Let $$(x_n) _{n\ge 1}$$ be a sequence and $$f:\mathbb{R} \to \mathbb{R}$$ a contraction. I know that if $$x_{n+1} =f(x_n)$$ then $$(x_n) _{n\ge 1}$$ converges to $$f$$'s unique fixed point by Banach' s fixed point theorem. What if $$x_n=f(x_{n+1})$$? Can we somehow extend the theorem?

• Just as a note, if $f$ is not injective, i.e. constant, one is already in big trouble as $x_{n+1}$ might not be well-defined. – Jonas Lenz Mar 9 at 17:37
• Yes, I forgot to mention that we suppose the sequence is well-defined. – MathEnthusiast Mar 9 at 17:43

No I do not believe so. Consider $$f$$ defined by $$x\mapsto \frac{x}{2}$$ and $$x_0=1$$. As $$f$$ is a bijection we must then have $$x_n=2^n$$ for each $$n\in \mathbb N$$. Quite cleary $$(x_n)$$ does not converge to the fixed point of $$f$$, which is $$0$$.

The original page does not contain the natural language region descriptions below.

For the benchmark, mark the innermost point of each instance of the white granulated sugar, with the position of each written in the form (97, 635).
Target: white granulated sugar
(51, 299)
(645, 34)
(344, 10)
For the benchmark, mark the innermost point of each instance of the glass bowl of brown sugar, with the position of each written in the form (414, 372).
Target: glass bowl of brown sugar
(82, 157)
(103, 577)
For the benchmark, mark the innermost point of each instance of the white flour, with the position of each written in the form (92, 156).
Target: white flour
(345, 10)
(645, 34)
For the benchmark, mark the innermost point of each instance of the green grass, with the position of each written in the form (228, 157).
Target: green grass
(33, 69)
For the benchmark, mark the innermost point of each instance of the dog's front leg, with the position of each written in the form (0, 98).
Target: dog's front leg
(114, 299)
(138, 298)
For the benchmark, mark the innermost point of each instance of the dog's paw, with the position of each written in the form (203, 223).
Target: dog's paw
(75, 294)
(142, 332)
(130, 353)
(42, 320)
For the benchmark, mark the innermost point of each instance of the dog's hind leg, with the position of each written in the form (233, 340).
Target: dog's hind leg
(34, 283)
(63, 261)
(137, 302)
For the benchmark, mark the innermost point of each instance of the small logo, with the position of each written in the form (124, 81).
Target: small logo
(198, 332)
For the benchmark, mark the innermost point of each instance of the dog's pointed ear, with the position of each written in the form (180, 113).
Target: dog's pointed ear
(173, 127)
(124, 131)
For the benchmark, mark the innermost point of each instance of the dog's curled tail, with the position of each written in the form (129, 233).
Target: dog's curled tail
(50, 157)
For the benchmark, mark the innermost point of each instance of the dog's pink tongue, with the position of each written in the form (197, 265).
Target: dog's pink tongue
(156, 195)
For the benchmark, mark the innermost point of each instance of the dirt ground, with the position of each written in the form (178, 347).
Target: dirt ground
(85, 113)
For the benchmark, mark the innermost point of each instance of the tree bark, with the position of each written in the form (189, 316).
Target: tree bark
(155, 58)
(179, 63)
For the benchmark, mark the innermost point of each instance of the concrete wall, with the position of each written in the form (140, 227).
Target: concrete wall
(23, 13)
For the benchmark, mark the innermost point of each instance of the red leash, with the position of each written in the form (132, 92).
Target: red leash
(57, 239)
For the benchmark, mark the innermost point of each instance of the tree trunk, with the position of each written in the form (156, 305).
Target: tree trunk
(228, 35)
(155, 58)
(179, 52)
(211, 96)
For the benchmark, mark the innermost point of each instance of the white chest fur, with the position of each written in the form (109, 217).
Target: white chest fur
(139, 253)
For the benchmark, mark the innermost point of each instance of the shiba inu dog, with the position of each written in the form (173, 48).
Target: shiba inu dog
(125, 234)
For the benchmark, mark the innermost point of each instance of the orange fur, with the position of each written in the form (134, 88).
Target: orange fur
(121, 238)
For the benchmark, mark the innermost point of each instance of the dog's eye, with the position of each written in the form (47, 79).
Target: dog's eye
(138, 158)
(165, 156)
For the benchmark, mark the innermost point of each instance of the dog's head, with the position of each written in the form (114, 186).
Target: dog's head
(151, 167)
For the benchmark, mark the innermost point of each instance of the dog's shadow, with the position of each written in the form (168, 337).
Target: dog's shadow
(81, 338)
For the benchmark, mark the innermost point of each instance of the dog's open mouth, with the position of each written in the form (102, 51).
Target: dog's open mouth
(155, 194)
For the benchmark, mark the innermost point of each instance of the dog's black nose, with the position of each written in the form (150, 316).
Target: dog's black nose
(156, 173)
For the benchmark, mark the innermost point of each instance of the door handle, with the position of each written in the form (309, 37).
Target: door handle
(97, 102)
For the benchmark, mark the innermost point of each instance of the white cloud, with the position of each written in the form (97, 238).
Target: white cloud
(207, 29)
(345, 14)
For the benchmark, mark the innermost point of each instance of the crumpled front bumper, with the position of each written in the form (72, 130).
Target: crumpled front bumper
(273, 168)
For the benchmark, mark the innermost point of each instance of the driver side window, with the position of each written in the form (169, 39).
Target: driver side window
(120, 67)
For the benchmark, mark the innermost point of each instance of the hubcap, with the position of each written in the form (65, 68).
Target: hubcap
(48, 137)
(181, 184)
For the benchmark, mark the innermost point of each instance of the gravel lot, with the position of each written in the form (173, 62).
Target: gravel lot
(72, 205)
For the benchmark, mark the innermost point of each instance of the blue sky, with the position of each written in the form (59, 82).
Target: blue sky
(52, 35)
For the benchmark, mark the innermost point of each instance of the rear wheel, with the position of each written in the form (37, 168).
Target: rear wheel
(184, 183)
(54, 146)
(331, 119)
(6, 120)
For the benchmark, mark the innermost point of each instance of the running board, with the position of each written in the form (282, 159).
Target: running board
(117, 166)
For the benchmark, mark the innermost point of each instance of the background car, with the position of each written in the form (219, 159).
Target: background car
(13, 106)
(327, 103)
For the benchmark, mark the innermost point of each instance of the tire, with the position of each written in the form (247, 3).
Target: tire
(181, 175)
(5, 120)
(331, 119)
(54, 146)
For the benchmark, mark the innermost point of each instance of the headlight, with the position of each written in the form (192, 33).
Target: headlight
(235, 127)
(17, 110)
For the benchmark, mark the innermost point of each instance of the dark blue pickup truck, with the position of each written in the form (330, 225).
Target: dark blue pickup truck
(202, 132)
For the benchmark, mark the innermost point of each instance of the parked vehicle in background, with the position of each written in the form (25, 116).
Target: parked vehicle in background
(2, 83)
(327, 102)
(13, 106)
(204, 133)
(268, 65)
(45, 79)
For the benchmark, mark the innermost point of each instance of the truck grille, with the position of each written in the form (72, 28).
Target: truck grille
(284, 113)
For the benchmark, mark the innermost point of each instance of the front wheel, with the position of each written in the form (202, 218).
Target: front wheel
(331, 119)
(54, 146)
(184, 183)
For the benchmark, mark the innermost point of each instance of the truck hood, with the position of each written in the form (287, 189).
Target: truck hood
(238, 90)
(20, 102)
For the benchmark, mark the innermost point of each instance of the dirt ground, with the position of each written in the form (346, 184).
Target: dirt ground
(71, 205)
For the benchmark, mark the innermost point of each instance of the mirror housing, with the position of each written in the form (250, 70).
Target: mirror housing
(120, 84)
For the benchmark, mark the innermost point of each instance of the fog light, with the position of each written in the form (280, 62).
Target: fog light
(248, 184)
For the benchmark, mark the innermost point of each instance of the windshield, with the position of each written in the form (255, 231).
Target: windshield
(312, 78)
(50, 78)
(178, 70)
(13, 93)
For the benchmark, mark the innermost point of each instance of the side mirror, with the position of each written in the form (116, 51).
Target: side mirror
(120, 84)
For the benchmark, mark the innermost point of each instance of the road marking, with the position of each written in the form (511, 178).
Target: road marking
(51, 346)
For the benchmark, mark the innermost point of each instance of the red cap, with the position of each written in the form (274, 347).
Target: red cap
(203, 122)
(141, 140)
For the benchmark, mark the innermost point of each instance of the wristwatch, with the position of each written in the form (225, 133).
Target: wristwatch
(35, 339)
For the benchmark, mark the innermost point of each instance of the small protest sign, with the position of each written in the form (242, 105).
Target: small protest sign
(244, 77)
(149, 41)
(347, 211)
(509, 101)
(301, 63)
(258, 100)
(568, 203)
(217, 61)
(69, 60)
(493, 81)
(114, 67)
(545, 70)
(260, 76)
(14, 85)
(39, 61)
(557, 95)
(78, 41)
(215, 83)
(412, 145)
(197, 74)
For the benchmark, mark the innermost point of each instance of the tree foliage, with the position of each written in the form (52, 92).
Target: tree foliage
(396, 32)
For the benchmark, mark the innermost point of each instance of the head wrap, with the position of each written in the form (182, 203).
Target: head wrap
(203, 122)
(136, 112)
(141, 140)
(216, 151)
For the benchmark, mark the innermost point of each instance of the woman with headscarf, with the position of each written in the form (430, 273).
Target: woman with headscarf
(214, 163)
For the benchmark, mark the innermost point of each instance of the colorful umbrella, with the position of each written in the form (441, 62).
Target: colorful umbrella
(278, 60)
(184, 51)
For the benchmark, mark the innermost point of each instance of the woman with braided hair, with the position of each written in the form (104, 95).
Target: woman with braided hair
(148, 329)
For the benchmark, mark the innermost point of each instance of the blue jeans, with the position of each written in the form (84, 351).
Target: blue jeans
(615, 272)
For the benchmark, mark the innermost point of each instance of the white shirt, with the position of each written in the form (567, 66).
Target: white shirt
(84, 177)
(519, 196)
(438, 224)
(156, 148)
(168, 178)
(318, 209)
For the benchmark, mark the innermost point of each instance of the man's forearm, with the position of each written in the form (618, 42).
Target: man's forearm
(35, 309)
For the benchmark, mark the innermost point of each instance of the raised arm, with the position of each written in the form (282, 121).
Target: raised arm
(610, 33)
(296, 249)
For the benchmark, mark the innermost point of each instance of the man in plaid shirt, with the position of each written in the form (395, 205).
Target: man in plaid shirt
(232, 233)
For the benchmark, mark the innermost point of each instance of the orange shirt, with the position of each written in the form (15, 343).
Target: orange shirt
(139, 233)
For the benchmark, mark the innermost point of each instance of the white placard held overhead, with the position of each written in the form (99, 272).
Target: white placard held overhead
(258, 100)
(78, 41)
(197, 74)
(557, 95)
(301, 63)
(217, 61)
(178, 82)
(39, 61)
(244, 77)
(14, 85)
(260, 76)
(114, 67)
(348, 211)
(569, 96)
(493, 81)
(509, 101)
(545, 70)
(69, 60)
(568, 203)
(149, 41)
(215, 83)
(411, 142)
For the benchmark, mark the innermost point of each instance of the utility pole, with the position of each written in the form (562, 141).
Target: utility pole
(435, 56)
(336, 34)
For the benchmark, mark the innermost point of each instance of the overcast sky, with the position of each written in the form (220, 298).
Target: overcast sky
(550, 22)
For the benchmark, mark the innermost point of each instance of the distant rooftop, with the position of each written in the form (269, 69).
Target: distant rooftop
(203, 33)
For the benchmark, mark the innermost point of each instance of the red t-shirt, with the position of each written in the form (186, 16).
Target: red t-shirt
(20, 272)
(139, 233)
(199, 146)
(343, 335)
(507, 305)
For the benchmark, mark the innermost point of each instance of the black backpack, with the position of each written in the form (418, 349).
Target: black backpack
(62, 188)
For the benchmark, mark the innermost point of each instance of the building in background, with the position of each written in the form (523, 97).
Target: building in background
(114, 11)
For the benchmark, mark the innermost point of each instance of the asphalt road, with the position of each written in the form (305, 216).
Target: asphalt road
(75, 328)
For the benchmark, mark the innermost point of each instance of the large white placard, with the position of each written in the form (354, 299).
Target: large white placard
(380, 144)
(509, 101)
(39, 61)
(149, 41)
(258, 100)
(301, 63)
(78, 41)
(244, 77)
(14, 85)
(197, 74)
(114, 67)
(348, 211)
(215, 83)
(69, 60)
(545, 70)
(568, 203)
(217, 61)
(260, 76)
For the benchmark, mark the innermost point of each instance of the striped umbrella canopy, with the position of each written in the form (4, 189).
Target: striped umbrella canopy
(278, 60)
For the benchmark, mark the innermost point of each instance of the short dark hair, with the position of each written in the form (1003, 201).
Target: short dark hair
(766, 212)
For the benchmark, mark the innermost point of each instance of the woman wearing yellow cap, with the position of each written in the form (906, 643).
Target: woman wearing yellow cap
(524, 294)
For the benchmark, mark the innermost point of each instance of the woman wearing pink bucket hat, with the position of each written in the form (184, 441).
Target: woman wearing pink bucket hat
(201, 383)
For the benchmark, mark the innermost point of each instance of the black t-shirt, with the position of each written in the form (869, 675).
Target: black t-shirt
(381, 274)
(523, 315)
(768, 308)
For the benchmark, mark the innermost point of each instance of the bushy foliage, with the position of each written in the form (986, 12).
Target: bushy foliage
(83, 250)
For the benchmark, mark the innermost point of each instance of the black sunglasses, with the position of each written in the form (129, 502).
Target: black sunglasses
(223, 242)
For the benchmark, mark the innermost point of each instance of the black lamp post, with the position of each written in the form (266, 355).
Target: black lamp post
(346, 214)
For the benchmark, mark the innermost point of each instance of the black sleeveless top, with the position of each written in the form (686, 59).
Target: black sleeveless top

Because $$f$$ is a retraction any sequence satisfying this new property must tend to infinity (I'm assuming strict retraction), as long as your initial element of the sequence isn't a fixed point. If $$f$$ is invertible then we would require the inverse to be a retraction for something similar to hold.